But, how can this be if God is a spirit?  How can we love a spirit?  That is a tough question for a three dimensional being to comprehend.  Even so, one thing I do know is that we can reflect God by loving those that have been created in his image.  Human beings are living symbols of the living God. In fact, they are the only thing in all of creation that image’s God. So, to love or hug a person is to hug God. To smile at another human is to smile at God.  To do good to another human is to do it to and for God (Matt.25:30-40).  It is here we can also see what sin really is.  It is doing something to hurt a fellow human created in God’s image or neglecting to do something one ought to do to help a fellow human.  It is breaking or being unfaithful to the love relationship we have or should have with our fellow-man.  When you act in an unloving way toward your brother, you have sinned.  If you break faith with the image of God, you have sinned against God.

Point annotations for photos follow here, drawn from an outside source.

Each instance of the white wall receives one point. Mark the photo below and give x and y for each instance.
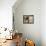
(6, 13)
(31, 31)
(43, 22)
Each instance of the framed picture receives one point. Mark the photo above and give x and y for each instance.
(28, 19)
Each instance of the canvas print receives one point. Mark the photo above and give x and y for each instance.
(28, 19)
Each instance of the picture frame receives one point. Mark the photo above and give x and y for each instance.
(28, 19)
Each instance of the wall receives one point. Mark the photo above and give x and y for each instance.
(43, 22)
(6, 13)
(30, 31)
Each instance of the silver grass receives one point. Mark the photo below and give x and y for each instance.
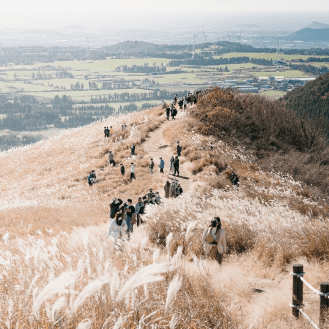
(173, 322)
(174, 286)
(58, 305)
(118, 324)
(88, 290)
(147, 274)
(53, 287)
(85, 324)
(168, 243)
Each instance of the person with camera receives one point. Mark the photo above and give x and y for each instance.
(214, 241)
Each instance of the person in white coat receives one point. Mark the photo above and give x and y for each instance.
(214, 241)
(117, 228)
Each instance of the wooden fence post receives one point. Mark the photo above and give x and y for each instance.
(324, 304)
(297, 289)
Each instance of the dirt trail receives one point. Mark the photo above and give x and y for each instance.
(156, 146)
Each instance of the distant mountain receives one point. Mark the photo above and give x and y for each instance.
(309, 34)
(317, 25)
(250, 26)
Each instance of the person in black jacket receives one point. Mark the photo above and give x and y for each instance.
(179, 149)
(115, 207)
(176, 166)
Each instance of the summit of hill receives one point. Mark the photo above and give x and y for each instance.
(58, 263)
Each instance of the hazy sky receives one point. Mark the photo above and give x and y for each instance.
(101, 13)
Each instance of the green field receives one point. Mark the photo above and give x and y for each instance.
(285, 74)
(273, 56)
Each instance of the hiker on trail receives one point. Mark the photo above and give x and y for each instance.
(129, 217)
(161, 165)
(176, 166)
(115, 207)
(92, 178)
(234, 178)
(132, 172)
(122, 169)
(111, 159)
(214, 241)
(167, 189)
(149, 195)
(179, 190)
(180, 103)
(151, 166)
(171, 165)
(117, 228)
(179, 149)
(139, 205)
(157, 198)
(173, 113)
(173, 188)
(168, 112)
(185, 103)
(132, 149)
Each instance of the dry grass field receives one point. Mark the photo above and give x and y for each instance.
(59, 270)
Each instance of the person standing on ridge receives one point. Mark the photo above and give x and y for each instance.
(111, 159)
(176, 166)
(167, 189)
(161, 165)
(171, 166)
(122, 169)
(214, 241)
(179, 149)
(130, 210)
(132, 172)
(151, 166)
(132, 149)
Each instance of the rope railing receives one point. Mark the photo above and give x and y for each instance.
(297, 297)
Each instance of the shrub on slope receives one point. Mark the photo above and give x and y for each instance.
(278, 137)
(312, 100)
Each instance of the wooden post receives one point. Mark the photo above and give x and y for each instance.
(297, 289)
(324, 304)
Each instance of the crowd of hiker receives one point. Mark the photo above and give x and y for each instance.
(124, 214)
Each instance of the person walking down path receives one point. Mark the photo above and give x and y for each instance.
(91, 178)
(161, 165)
(214, 241)
(132, 171)
(179, 149)
(171, 165)
(111, 159)
(115, 207)
(167, 189)
(122, 169)
(176, 166)
(168, 112)
(132, 149)
(130, 211)
(151, 166)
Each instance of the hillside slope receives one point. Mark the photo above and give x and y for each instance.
(59, 269)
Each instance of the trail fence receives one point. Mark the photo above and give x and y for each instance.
(297, 297)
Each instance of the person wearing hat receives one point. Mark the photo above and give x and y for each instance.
(130, 211)
(214, 241)
(167, 189)
(151, 166)
(132, 172)
(161, 165)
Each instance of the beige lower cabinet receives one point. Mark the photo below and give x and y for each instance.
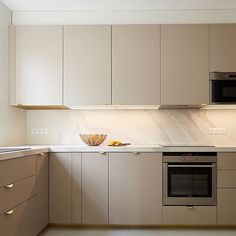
(42, 192)
(226, 206)
(94, 188)
(60, 188)
(76, 190)
(135, 188)
(183, 215)
(19, 221)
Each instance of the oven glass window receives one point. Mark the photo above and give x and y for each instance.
(189, 181)
(224, 91)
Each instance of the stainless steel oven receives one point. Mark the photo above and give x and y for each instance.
(189, 178)
(223, 87)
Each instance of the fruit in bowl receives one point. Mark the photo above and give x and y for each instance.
(93, 139)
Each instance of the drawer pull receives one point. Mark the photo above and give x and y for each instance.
(9, 186)
(9, 212)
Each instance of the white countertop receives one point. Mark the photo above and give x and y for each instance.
(133, 148)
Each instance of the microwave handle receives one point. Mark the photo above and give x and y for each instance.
(189, 166)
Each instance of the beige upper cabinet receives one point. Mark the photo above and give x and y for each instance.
(135, 188)
(87, 65)
(38, 65)
(223, 47)
(184, 64)
(136, 64)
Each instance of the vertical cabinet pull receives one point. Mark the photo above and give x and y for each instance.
(9, 186)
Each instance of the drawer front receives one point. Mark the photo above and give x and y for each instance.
(226, 161)
(226, 206)
(226, 178)
(16, 169)
(182, 215)
(16, 193)
(20, 222)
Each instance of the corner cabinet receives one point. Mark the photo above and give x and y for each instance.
(37, 60)
(135, 188)
(136, 65)
(87, 65)
(184, 64)
(222, 47)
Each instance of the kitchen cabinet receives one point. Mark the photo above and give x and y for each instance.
(38, 65)
(226, 192)
(183, 215)
(94, 188)
(135, 64)
(87, 65)
(60, 188)
(184, 64)
(222, 47)
(42, 192)
(135, 188)
(76, 190)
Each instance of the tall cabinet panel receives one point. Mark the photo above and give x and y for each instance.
(60, 188)
(184, 64)
(223, 47)
(38, 65)
(136, 64)
(87, 65)
(135, 188)
(94, 188)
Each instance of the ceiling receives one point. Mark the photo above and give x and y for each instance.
(122, 5)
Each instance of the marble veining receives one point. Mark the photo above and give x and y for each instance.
(140, 127)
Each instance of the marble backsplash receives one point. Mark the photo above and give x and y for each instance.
(139, 127)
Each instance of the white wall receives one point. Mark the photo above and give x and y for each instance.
(12, 120)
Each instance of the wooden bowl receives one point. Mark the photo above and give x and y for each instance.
(93, 139)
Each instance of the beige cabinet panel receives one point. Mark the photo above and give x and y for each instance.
(182, 215)
(60, 188)
(38, 65)
(135, 188)
(87, 65)
(226, 178)
(184, 64)
(226, 161)
(226, 206)
(21, 222)
(136, 64)
(223, 47)
(9, 169)
(76, 190)
(94, 188)
(42, 192)
(11, 196)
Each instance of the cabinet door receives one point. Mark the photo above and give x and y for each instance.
(94, 188)
(136, 64)
(38, 65)
(226, 206)
(184, 64)
(87, 65)
(135, 188)
(76, 188)
(42, 192)
(223, 47)
(60, 188)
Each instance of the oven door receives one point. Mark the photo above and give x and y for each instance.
(223, 91)
(189, 184)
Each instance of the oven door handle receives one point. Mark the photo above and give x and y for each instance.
(190, 166)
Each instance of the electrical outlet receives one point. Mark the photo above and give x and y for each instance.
(218, 130)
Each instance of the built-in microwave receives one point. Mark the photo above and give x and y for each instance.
(223, 87)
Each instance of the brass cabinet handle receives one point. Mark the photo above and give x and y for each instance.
(9, 186)
(10, 212)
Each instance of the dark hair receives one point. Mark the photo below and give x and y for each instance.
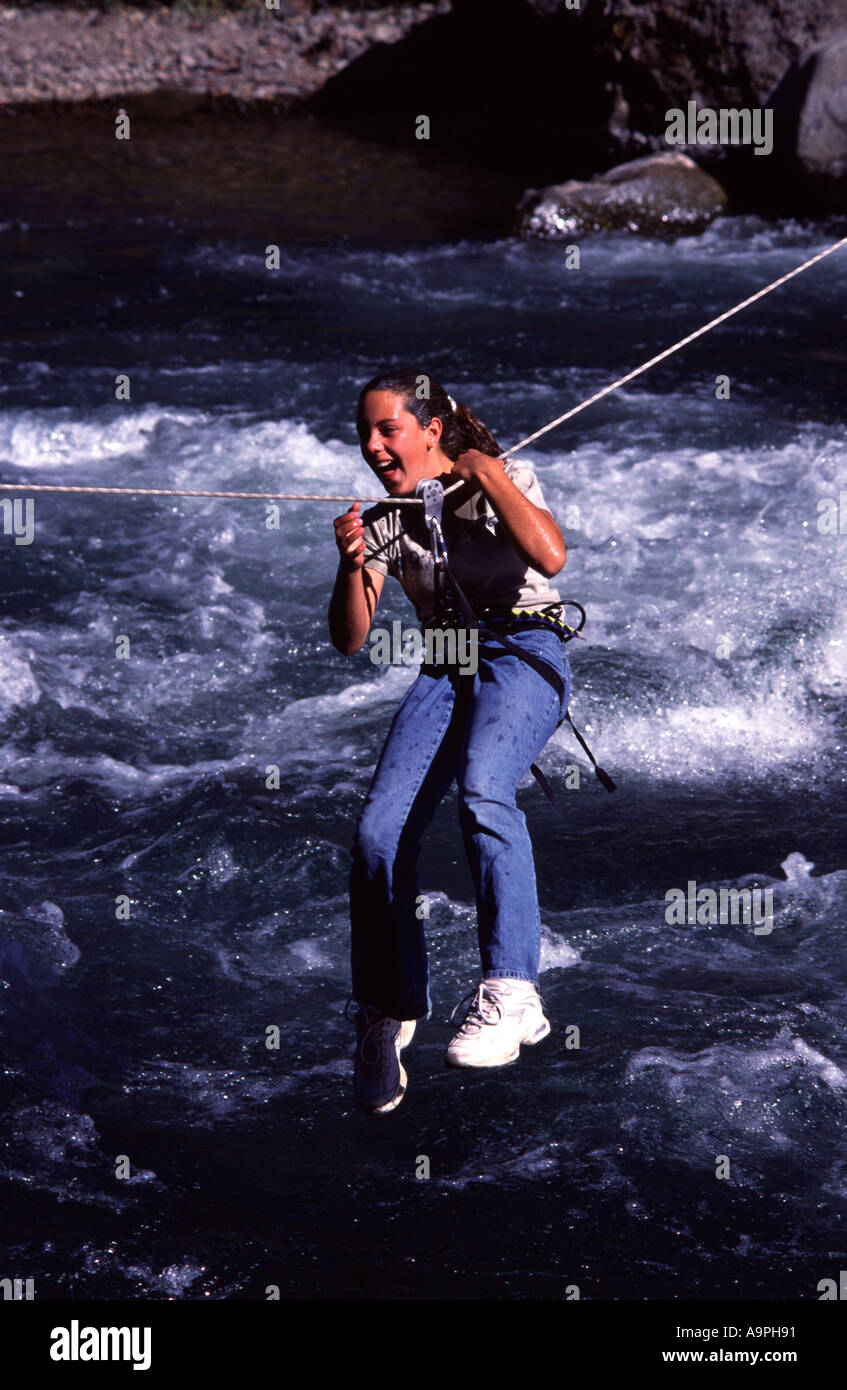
(426, 399)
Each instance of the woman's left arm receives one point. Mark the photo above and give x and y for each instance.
(531, 530)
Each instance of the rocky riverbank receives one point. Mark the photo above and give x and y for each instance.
(256, 56)
(543, 91)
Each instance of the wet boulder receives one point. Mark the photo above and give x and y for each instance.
(659, 195)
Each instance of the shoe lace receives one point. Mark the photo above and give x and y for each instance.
(377, 1029)
(483, 1008)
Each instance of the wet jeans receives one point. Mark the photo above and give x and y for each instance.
(484, 731)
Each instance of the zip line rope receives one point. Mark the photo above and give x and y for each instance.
(559, 420)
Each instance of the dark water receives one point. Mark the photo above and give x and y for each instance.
(712, 687)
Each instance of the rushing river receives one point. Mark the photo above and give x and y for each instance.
(712, 685)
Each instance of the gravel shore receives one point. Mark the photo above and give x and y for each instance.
(255, 56)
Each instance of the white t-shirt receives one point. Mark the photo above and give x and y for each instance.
(480, 552)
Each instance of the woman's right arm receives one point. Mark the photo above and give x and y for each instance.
(356, 590)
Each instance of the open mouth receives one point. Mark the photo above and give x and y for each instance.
(387, 470)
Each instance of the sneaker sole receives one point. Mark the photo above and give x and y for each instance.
(402, 1040)
(541, 1032)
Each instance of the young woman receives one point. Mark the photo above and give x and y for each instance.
(483, 729)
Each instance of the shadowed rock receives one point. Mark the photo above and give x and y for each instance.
(659, 195)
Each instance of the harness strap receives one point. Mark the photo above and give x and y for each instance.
(433, 496)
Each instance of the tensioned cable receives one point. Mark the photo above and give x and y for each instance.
(559, 420)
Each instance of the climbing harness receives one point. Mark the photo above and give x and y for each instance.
(495, 624)
(430, 494)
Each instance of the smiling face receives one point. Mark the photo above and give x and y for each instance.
(399, 449)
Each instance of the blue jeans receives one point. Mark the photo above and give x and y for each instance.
(484, 731)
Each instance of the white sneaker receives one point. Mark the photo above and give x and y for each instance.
(502, 1015)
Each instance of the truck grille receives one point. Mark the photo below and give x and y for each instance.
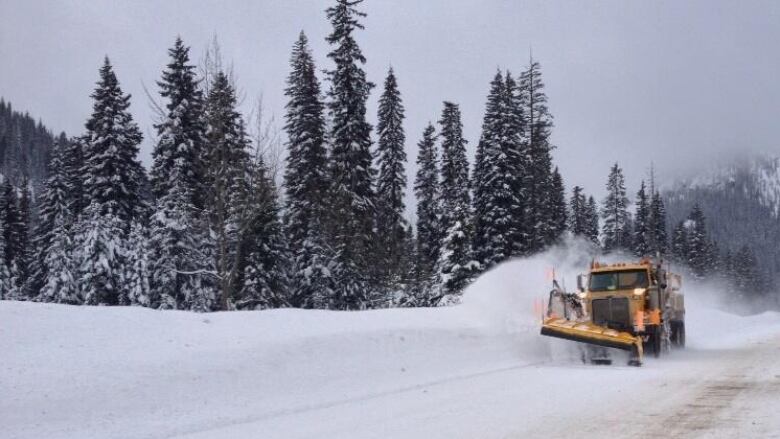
(612, 312)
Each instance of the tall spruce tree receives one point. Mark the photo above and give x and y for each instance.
(426, 189)
(181, 275)
(113, 176)
(53, 278)
(455, 267)
(497, 180)
(351, 195)
(137, 290)
(578, 213)
(181, 132)
(658, 237)
(615, 212)
(680, 243)
(21, 242)
(641, 242)
(8, 215)
(557, 208)
(699, 255)
(306, 182)
(112, 185)
(265, 278)
(538, 125)
(227, 166)
(391, 181)
(73, 161)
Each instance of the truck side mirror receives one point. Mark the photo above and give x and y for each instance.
(580, 283)
(661, 273)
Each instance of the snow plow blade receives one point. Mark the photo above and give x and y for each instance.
(585, 332)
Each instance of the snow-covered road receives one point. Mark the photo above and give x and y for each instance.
(477, 370)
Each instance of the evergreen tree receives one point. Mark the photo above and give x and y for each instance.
(21, 242)
(73, 161)
(305, 183)
(391, 182)
(592, 222)
(180, 275)
(557, 202)
(8, 218)
(658, 237)
(699, 255)
(351, 196)
(227, 165)
(426, 189)
(455, 268)
(305, 178)
(538, 125)
(113, 177)
(99, 256)
(497, 181)
(181, 132)
(642, 227)
(265, 276)
(5, 274)
(137, 289)
(680, 243)
(615, 212)
(578, 213)
(52, 274)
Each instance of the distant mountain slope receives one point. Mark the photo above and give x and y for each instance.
(25, 146)
(742, 204)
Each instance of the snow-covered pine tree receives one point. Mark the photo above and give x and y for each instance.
(52, 276)
(21, 242)
(538, 125)
(305, 183)
(426, 189)
(113, 176)
(391, 183)
(8, 213)
(455, 267)
(578, 213)
(680, 243)
(496, 180)
(658, 237)
(641, 232)
(181, 275)
(592, 229)
(113, 182)
(351, 225)
(615, 212)
(136, 290)
(181, 132)
(557, 211)
(73, 161)
(266, 276)
(227, 167)
(99, 254)
(699, 255)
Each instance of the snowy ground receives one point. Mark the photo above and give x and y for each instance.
(478, 370)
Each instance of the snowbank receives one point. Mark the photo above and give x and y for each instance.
(131, 372)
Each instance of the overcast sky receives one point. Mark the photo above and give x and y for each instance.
(670, 82)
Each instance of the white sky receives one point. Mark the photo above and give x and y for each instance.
(675, 83)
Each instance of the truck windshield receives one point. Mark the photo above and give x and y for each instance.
(618, 280)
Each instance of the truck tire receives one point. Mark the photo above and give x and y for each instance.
(653, 345)
(678, 334)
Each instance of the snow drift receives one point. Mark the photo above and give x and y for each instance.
(131, 372)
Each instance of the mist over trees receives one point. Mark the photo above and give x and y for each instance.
(209, 229)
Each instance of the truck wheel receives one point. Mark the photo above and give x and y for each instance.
(678, 334)
(655, 342)
(681, 334)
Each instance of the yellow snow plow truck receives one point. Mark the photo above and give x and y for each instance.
(637, 307)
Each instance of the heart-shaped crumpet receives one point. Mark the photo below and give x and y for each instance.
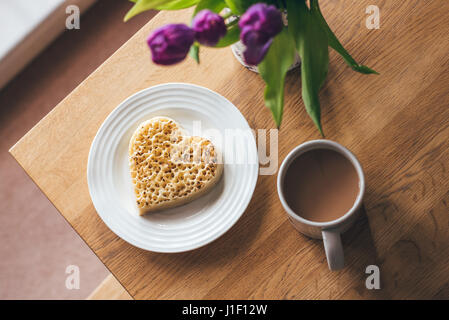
(169, 168)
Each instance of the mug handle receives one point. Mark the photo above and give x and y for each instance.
(334, 249)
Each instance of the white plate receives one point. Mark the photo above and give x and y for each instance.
(192, 225)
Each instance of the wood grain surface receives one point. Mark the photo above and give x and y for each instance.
(397, 124)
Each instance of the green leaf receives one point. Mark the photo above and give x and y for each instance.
(335, 44)
(312, 46)
(195, 52)
(213, 5)
(178, 4)
(144, 5)
(232, 36)
(273, 70)
(240, 6)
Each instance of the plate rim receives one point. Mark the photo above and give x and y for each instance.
(119, 233)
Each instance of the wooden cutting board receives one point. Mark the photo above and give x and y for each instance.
(397, 124)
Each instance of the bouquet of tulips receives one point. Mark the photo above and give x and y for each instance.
(269, 43)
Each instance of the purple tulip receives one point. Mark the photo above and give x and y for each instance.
(170, 44)
(209, 27)
(259, 25)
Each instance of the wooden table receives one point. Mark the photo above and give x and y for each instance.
(396, 123)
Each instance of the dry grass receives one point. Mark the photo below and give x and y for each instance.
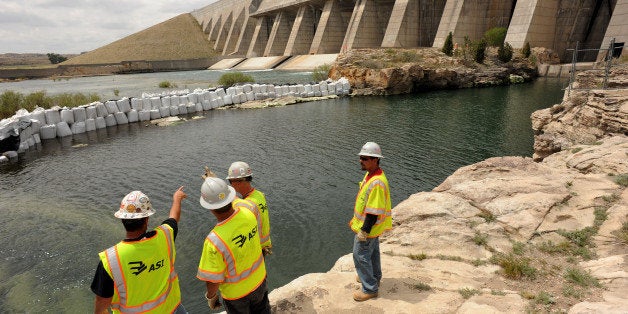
(179, 38)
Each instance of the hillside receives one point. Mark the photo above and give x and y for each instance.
(179, 38)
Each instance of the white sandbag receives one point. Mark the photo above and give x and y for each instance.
(137, 104)
(78, 127)
(193, 98)
(63, 129)
(220, 93)
(52, 116)
(154, 114)
(174, 111)
(110, 120)
(146, 105)
(101, 110)
(90, 112)
(124, 105)
(79, 114)
(219, 102)
(121, 118)
(100, 123)
(165, 101)
(39, 115)
(48, 131)
(155, 102)
(67, 116)
(164, 111)
(174, 101)
(227, 100)
(90, 125)
(112, 107)
(144, 115)
(183, 109)
(132, 116)
(206, 105)
(331, 88)
(235, 98)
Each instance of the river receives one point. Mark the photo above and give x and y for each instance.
(58, 202)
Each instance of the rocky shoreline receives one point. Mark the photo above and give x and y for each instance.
(508, 234)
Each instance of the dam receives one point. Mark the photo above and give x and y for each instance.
(279, 30)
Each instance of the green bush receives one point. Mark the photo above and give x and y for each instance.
(495, 36)
(229, 79)
(448, 46)
(504, 53)
(526, 51)
(321, 72)
(479, 48)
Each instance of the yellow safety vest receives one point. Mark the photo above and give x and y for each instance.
(259, 199)
(143, 274)
(232, 255)
(373, 198)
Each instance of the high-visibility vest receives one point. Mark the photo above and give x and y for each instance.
(143, 274)
(232, 255)
(259, 199)
(373, 198)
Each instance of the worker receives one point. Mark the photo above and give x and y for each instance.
(232, 259)
(240, 177)
(371, 217)
(138, 274)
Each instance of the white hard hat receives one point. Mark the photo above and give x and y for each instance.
(239, 169)
(135, 205)
(371, 149)
(215, 193)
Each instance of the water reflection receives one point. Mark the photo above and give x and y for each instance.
(58, 202)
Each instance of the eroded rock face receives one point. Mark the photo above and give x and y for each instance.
(402, 71)
(584, 116)
(437, 257)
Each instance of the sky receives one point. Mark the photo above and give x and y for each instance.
(75, 26)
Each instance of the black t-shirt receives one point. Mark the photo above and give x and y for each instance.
(102, 285)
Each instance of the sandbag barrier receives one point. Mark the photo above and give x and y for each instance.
(43, 124)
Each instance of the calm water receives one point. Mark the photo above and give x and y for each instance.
(57, 204)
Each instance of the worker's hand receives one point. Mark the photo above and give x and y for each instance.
(213, 302)
(362, 236)
(179, 195)
(208, 173)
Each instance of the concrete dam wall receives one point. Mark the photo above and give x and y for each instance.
(274, 28)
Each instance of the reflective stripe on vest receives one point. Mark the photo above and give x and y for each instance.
(117, 272)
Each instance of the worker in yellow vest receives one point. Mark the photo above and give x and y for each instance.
(371, 217)
(232, 259)
(240, 177)
(137, 274)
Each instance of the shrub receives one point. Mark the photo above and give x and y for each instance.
(448, 46)
(504, 53)
(321, 72)
(526, 50)
(232, 78)
(495, 36)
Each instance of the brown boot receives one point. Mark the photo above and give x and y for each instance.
(361, 296)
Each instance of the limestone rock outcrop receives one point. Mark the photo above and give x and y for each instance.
(402, 71)
(505, 235)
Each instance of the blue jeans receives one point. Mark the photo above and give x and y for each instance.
(367, 263)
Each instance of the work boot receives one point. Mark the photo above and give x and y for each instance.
(361, 296)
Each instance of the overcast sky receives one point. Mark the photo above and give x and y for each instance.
(75, 26)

Now the next question is what is love? We have seen that God is love, and this is where Jesus comes in. Jesus came here to reveal the father (John 17).  He came to teach us what true love looks like.  In making known the father he made known what is true love.  He did it by living and dying a sacrificial life for others.  In this, he lived for God and fulfilled the great commandment “to love God with your whole heart, soul and mind, and your neighbor as yourself.”  This work of revealing the Father as sacrificial love reached its peak and fulfillment in his death on the cross. As he died, he said, “it is finished.”  In this act of dying for others Jesus fulfilled the law of love and opened a new living way of approaching God, not through religion but through love, not just any kind of love but through the kind of love demonstrated by Jesus.

The atonement is God demonstrating his sacrificial love in Christ for his creation.  How can the death of Christ be reduced to a payment of a debt, to a broken law?  The atonement must be grounded in God’s love, not the law.  Love freely given,  never demands its pound of flesh as the law does. “The wages of sin is death, but the gift of God is eternal life.”  In the death of Christ, God deals with the sin problem by covering it with his love; while at the same time demonstrating his love to man by covering over with his love their anger and hatred. “Father forgive them, for they know not, what they do.”  In this act of love, he revealed his love,  by forgiving freely, mans hatred and anger. (Colossians 1: 21, 22)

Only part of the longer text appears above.